Durante mis dos primeros años como seminarista en Roma en la SeraphicumEn el Centro Franciscano Conventual, viví los dos últimos años del Concilio Vaticano II. Varias veces me asignaron como uno de los monaguillos en la misa matutina de los obispos reunidos en la Basílica de San Pedro, que servía de sala del concilio. Hubo muchas conferencias de prensa fascinantes, pero sobre todo, el 8 de diciembre de 1965, logré colarme en la plataforma principal de la Plaza de San Pedro para la misa de clausura del Concilio. El Papa Pablo VI fue el celebrante y homilista.
Sesenta años después, las palabras del Papa Pablo VI de aquel día aún resuenan en mis oídos. Identificó la labor del Concilio como principalmente la labor del Buen Samaritano. Preguntó:¿No sería, en resumen, una enseñanza sencilla, nueva y solemne: amar al hombre para amar a Dios? Amar al hombre, decimos, no como un medio, sino como el primer paso hacia nuestro fin último y trascendente, que es la base y la causa de todo amor.” Por esta razón, el Papa Pablo enfatizó además que la Iglesia —como Iglesia, como Pueblo de Dios, como “sacramento universal de salvación”— es por su propia naturaleza, a la vez misionera y ecuménica.
Justo el día anterior, el 7 de diciembre, el Papa Pablo VI promulgó los dos últimos documentos conciliares: Nostra Aetate y Gaudium et speEl primero de estos documentos nos llama a amar al prójimo: a abrir nuestro corazón a nuestros hermanos y hermanas que no son cristianos. El segundo documento nos llama intencionalmente a abrir nuestro corazón y a ir más allá de nosotros mismos para compartir el sufrimiento, la alegría y la esperanza de toda la familia humana. Estos dos énfasis —el misionero y el ecuménico— anunciaron una nueva universalidad.
Recuerdo conectar el celo misionero de aquel día con mi propia experiencia. De niño, oía historias sobre los frailes de la Provincia de Nuestra Señora de la Consolación que partían en misión a África, conscientes de que quizá nunca regresarían. Desde su creación hace casi cien años, el sentido de misión ha estado en el ADN de nuestra provincia. Para mí, sin embargo, lo ecuménico era algo nuevo. Aunque más adelante, en mi vida académica universitaria, aprendí más sobre el significado del ecumenismo. Muchos de mis colegas y estudiantes de doctorado no eran católicos, pero nuestro estudio conjunto dio frutos y una conversión mutua. Sin embargo, más allá de mi participación en la vida universitaria, descubrí que las iniciativas ecuménicas o interreligiosas serias son siempre una ardua batalla.
Sin embargo, he descubierto que el espíritu ecuménico y misionero cobra vida en el Centro Franciscano de Estudios de Lusaka, Zambia. Durante los últimos cuarenta y cinco años, y más recientemente, este verano, he tenido el privilegio de visitar y trabajar con los frailes de ese colegio panafricano, que atiende a aproximadamente 200 frailes estudiantes. Al llegar al aeropuerto, uno de los seis estudiantes me saludó de la siguiente manera: «Te encantará aquí con...» todo de tus hermanos y todo de África.”

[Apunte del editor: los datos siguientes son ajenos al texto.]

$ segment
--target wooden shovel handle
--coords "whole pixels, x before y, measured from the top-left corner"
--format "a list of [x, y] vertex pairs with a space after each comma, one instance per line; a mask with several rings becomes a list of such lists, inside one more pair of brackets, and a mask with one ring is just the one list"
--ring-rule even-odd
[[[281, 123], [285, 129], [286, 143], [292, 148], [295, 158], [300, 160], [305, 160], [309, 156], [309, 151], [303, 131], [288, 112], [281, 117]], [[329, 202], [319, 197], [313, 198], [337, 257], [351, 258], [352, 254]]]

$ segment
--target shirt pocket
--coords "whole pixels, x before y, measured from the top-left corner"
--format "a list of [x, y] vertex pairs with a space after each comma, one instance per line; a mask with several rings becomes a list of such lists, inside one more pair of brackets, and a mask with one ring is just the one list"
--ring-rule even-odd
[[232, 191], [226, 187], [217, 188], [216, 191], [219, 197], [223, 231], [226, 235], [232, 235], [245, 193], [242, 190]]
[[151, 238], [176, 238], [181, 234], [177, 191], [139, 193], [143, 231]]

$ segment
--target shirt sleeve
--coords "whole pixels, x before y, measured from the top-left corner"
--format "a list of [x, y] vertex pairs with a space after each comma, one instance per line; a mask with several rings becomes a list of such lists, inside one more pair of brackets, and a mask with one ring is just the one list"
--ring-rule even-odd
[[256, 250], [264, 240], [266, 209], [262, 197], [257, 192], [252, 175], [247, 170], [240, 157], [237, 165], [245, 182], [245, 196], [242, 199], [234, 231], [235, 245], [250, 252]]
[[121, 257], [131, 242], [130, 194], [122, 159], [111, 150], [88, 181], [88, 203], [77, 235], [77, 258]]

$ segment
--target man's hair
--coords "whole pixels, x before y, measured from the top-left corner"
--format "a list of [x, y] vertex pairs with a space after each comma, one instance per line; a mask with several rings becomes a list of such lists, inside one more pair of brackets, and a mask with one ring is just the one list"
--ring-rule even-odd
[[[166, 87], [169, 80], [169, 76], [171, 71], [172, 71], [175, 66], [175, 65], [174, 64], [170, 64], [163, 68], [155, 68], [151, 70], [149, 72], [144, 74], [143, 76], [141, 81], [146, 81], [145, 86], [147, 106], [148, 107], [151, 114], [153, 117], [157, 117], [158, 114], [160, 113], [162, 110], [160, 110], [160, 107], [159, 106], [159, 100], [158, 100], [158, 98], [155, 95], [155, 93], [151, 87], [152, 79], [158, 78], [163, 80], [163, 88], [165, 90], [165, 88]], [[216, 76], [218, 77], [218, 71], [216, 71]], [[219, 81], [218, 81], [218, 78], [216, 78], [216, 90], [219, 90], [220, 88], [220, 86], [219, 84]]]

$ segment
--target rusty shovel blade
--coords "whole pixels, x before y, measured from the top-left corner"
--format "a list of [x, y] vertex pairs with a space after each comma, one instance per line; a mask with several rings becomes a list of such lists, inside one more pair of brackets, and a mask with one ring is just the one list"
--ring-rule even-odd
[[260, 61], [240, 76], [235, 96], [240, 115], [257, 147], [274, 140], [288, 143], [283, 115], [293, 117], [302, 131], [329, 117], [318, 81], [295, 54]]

Al reflexionar sobre ese reciente encuentro con los frailes africanos, no pude evitar recordar a Pablo VI y la visión que promulgó al cierre del Concilio. Representando a diecisiete países diferentes de ese continente, el sentido de misión más allá de sí mismos que anima a esos jóvenes frailes es palpablemente fuerte. Tienen una ecuménico También tienen sentido. Consideran enriquecedor que las tres familias de la Primera Orden Franciscana estudien, celebren su culto y convivan juntas. Para ellos, este ecumenismo franciscano no es una ardua batalla, sino una alegría que hay que abrazar.
Tal vez, en referencia a la invitación más amplia hacia un florecimiento del ecumenismo/diálogo interreligioso, el resto de nosotros, frailes, podríamos aprender de nuestros hermanos africanos más jóvenes y así tomar la iniciativa.primer paso hacia nuestro objetivo final y trascendente.” Si no, ¿cómo podremos ser reconstructores de la Iglesia?